Après la Finlande et l'Allemagne, la France et le Luxembourg sont montés au créneau hier pour demander qu'on sévisse à l'encontre du numéro un libyen et des auteurs de la sanglante répression dans le pays, qui a fait plusieurs centaines de morts. Le président français Nicolas Sarkozy s'est prononcé en faveur de « sanctions concrètes » de l'UE, ciblées contre des caciques du régime, et a souhaité la suspension des relations économiques et financières avec Tripoli.

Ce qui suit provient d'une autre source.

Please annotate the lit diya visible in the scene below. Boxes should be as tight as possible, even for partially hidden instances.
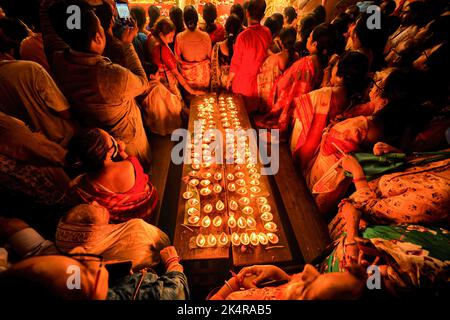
[227,183,236,192]
[206,234,217,247]
[218,232,228,246]
[188,216,200,224]
[201,216,211,228]
[203,203,213,213]
[267,232,279,244]
[195,233,206,248]
[213,216,222,227]
[240,233,250,246]
[200,188,212,196]
[261,212,273,222]
[250,232,259,246]
[188,198,200,207]
[228,216,236,229]
[264,222,277,232]
[183,191,194,200]
[258,232,269,245]
[216,200,225,211]
[231,232,241,246]
[213,183,222,193]
[247,217,256,229]
[237,217,247,229]
[239,197,250,206]
[242,206,253,214]
[188,208,200,216]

« C'est un homme dérangé, un homme malade, qui a parlé, mais aussi un homme dangereux », a jugé le ministre luxembourgeois des Affaires étrangères Jean Asselborn, pour qui les sanctions de l'UE sont imminentes.

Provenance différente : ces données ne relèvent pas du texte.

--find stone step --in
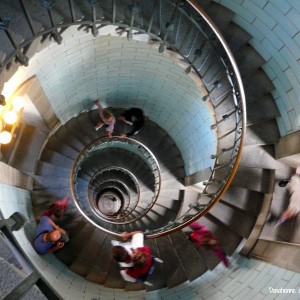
[170,231,207,281]
[235,44,265,78]
[157,236,188,288]
[232,167,273,193]
[55,219,94,266]
[221,186,264,216]
[85,235,113,284]
[247,94,280,125]
[209,202,256,238]
[242,69,274,105]
[40,149,74,170]
[46,135,79,160]
[55,126,85,152]
[199,213,242,256]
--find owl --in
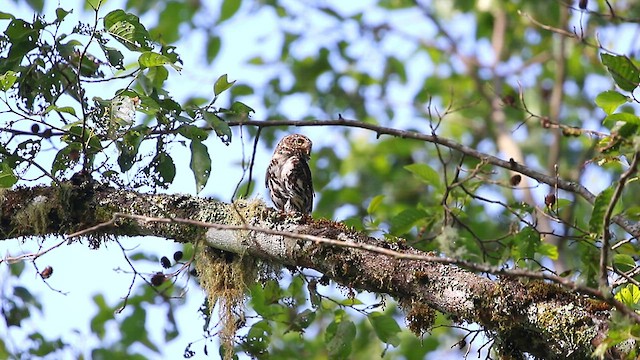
[265,134,313,214]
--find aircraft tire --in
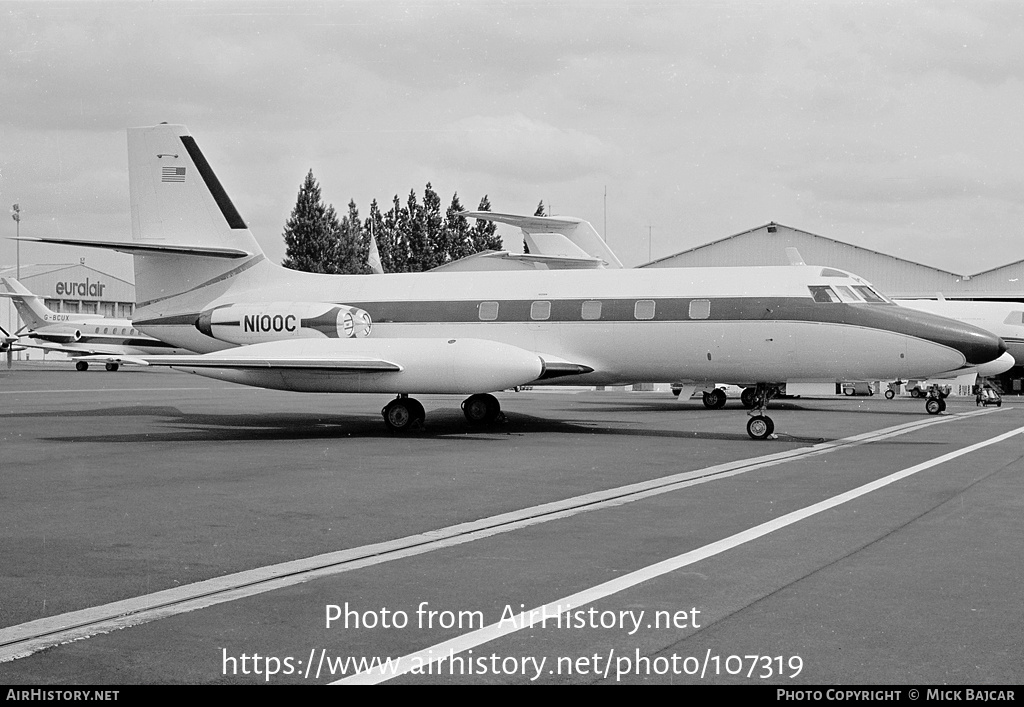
[462,392,502,425]
[746,415,775,440]
[406,398,427,424]
[700,388,728,410]
[381,398,416,432]
[739,388,757,410]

L'Espagne et l'Allemagne ont déclaré hier que le colonel Kadhafi, au pouvoir depuis près de 42 ans, n'était plus un interlocuteur légitime pour l'Europe.
La Grande-Bretagne souhaite que le Conseil de sécurité des Nations unies adopte une résolution condamnant le recours à la force par le régime libyen contre les manifestants, a déclaré pour sa part le Premier ministre britannique, David Cameron.
Même le chef de la diplomatie italienne Franco Frattini a haussé le ton, après n'avoir cessé de plaider en faveur d'une extrême retenue face à la Libye du fait du risque d'un afflux d'immigrés clandestins sur les côtes de son pays. Il y a « une limite » au-delà de laquelle on ne peut « rester silencieux », a-t-il dit hier.
Plusieurs idées de sanctions étaient sur la table des ambassadeurs permanents de l'UE à Bruxelles hier après-midi, a indiqué la porte-parole de la chef de la diplomatie européenne Catherine Ashton, Maja Kocijancik. Outre un gel d'avoirs libyens et des interdictions de visa à l'encontre du clan Kadhafi, l'Europe dispose d'un levier potentiel autrement plus important : l'arrêt de ses importations d'hydrocarbures en provenance de Libye. Les livraisons à l'UE représentent une part importante du produit intérieur brut (PIB) libyen, alors qu'à l'inverse elles pèsent peu dans les importations de l'Europe, selon la Commission européenne. Les exportations d'armes européennes vers la Libye sont elles aussi suspendues, a souligné Mme Kocijancik.
Pour leur part, les États-Unis envisagent « toute une gamme d'options » pour faire face aux violences en Libye, et les « sanctions » en font partie, a déclaré le porte-parole du département d'État.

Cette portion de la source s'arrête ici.